“Gardening with herbs is indulged in by those who like subtlety in their plants in preference to brilliance.” – Helen Fox
When designing an herb garden there are many different approaches you can take. Herbs can be planted in a formal garden interspersed with flowers, trees, and shrubs or in theme gardens. You can also just plant a patch outside your kitchen door for cooking purposes. Use whatever works best for you and your particular needs.
For gardeners that like projects or who have been gardening for some time and want a challenge, a formal garden is best. A formal herb garden consists of a series of beds interspersed with walk ways. The beds do not have to be identical, but should be balanced and work together.
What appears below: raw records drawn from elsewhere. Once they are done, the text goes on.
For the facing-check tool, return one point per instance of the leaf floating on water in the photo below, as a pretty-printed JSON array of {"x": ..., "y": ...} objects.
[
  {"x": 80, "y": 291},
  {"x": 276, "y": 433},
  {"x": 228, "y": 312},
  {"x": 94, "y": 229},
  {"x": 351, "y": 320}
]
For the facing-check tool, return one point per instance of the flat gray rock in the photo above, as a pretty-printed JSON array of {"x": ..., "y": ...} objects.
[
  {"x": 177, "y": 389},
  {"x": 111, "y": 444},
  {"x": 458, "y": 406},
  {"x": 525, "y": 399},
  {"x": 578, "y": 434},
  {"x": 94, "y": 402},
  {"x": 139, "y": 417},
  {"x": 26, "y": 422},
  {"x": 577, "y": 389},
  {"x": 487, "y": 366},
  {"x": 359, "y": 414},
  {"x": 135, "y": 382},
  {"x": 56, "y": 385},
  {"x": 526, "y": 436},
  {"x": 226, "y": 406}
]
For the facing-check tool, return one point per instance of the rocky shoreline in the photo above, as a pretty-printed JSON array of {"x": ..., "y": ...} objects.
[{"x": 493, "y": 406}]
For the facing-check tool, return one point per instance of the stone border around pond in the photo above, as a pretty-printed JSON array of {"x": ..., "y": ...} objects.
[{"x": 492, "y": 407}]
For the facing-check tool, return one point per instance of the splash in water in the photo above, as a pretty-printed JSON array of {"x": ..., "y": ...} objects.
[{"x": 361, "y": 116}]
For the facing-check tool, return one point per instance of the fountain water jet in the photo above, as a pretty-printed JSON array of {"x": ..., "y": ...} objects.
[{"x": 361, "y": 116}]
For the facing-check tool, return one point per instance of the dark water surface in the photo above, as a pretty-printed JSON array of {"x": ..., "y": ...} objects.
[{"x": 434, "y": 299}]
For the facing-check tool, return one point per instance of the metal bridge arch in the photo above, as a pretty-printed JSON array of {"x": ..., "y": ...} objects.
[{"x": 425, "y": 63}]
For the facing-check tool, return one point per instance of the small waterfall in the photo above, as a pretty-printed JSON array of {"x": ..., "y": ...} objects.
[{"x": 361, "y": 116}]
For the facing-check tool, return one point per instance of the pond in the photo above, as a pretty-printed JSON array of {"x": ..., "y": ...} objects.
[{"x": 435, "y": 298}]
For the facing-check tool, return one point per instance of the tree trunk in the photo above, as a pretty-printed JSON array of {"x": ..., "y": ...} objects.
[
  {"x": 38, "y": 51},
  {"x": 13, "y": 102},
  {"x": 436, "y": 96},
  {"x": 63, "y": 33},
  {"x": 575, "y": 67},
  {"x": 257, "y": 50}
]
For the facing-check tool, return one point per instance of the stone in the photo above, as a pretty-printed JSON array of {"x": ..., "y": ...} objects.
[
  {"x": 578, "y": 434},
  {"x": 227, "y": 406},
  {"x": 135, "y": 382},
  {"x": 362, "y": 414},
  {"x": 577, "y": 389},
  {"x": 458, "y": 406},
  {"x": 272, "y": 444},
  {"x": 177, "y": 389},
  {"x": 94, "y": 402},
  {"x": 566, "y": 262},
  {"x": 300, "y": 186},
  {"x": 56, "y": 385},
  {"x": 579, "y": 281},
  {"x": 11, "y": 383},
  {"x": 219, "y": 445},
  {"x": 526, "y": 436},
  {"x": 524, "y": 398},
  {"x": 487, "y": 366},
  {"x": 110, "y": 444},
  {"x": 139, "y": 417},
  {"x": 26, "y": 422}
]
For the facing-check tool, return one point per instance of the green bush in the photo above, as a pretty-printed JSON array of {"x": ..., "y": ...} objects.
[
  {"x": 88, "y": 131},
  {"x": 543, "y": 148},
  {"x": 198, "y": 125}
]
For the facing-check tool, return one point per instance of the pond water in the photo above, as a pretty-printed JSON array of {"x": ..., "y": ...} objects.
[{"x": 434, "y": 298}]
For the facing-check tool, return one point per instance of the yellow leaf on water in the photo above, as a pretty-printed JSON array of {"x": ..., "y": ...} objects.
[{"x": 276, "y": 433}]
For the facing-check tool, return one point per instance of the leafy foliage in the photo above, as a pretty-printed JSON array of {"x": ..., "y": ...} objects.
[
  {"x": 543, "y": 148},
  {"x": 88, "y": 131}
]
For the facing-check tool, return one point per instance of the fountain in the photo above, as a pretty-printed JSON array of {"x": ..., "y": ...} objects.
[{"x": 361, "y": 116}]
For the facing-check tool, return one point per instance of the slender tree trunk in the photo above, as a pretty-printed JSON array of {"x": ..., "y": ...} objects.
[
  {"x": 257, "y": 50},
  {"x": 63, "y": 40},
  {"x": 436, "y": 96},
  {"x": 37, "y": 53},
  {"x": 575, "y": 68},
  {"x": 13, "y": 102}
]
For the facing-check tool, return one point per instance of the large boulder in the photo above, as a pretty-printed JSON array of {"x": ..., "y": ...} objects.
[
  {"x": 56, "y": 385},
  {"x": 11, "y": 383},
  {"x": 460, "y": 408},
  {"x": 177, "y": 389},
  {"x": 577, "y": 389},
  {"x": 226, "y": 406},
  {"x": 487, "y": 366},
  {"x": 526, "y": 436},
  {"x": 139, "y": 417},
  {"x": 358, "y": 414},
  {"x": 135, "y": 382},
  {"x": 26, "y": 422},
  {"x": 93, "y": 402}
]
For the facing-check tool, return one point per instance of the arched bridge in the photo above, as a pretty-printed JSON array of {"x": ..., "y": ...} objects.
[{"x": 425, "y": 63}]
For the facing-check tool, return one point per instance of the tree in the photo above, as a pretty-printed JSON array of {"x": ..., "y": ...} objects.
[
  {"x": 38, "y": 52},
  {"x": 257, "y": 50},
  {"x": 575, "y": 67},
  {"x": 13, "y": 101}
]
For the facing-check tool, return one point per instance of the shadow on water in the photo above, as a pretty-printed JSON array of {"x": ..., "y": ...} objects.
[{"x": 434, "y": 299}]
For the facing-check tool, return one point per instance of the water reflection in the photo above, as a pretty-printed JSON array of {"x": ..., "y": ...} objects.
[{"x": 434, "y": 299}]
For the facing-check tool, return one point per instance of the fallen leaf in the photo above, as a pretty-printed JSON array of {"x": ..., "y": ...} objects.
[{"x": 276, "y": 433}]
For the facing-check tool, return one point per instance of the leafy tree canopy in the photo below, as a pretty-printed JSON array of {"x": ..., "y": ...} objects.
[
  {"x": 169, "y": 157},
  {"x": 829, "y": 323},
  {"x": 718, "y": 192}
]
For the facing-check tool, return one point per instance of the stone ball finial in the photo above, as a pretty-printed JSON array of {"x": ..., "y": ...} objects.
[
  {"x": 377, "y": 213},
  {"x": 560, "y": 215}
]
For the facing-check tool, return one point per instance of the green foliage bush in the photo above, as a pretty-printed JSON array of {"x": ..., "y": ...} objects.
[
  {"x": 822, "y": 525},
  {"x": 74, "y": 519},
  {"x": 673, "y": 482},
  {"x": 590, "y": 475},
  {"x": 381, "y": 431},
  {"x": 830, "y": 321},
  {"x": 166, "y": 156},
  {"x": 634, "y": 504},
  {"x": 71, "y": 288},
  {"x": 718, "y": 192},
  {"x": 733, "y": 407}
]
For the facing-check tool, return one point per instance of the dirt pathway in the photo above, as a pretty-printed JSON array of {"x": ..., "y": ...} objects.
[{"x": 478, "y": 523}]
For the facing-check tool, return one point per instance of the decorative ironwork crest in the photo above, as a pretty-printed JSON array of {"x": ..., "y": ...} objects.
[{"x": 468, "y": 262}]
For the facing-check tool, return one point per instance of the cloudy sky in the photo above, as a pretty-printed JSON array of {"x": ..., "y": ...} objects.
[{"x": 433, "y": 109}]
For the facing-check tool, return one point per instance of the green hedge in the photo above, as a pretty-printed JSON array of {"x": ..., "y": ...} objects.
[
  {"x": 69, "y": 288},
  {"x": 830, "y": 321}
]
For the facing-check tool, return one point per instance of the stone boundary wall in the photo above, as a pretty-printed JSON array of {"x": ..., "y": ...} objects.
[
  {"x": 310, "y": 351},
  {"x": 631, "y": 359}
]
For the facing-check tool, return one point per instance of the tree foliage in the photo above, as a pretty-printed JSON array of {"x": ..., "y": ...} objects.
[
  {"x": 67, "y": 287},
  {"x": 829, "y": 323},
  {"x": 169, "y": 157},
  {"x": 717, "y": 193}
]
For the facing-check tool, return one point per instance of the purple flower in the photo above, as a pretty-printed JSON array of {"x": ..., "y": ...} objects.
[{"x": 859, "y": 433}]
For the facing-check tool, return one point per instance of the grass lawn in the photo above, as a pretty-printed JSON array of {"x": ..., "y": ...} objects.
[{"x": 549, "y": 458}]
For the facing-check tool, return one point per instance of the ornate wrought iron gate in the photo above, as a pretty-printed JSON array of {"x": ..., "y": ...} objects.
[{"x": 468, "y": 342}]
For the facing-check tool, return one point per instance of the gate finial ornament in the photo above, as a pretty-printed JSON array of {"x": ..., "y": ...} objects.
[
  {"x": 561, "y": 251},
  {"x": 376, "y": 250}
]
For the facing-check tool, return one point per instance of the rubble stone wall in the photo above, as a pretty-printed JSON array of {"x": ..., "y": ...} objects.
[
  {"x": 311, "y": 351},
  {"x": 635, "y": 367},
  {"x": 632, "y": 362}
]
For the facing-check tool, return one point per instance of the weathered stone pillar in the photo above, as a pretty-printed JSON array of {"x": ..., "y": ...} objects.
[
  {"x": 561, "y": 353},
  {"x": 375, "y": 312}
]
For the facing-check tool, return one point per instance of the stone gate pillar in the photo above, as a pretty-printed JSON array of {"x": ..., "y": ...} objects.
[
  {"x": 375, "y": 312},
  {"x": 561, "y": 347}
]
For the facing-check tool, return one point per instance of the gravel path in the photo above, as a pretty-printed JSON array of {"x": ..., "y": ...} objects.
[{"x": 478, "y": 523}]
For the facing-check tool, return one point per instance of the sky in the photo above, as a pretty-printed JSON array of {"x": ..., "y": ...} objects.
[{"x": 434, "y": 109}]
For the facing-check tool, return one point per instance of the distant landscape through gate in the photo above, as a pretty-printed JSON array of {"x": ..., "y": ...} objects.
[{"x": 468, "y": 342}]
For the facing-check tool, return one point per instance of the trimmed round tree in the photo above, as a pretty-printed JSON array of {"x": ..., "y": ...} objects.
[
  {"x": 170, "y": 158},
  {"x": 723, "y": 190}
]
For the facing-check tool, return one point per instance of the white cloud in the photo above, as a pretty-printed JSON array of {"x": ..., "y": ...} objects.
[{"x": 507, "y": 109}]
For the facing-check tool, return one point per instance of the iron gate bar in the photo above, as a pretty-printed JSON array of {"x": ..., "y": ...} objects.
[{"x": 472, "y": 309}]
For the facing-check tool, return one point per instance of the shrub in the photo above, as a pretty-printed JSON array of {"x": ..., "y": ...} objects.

In the 16th century, gardeners designed “knot” herb gardens in which the plants create intricate, geometric patterns within a square or triangle. When designing a knot garden, choose low-growing, compact plants such as thyme, hyssop, and rosemary. Avoid fast-growing invasive herbs such as those from the mint family. They’ll eventually just take over your garden.
Plant herbs in large clay pots to create the classic look of a French culinary garden. Be sure to use plenty of basil, thyme, marjoram, lavender, summer savory, rosemary, sage and fennel. Herbs can be grown by themselves or in groupings, depending upon your preference. Visit the American Botanical Council for more on culinary gardens.
To keep your garden looking great throughout the growing season, consider interspersing your herbs with flowers, shrubs and other plants. That way, something will always be blooming and your garden will continue to impress, even while other plants have passed their prime.
Finally, consider a theme garden. Themes can include kitchen gardens planted with herbs used in cooking (thyme, sage, basil, tarragon, dill) or herb gardens that focus more on scent, including mint, scented geranium, lemon balm and rosemary. Heck, it’s your herb garden! As long as you’re not entering a competition, you can create any kind of theme you want. All that really matters is that you enjoy it.
Many herbs are used as companion plants in vegetable and flower gardens. Companion planting is based on the belief that certain plants, when grown near each other, are mutually beneficial. For example, basil attracts honeybees, which are needed to pollinate tomatoes. Garlic is known to deter many garden pests and may even contribute to the flowering of some plants. Chives are often grown as a border around rose gardens to prevent black spot. Many herbs (dill, yarrow, rosemary, coriander) will also provide a desirable habitat for beneficial insects — predatory and parasitic insects that help to keep pest populations under control. Read more about companion planting with herbs here.
Note: Adequate sunlight — usually six to eight hours daily — helps herbs produce their essential oils which give herbs their fragrance and their taste.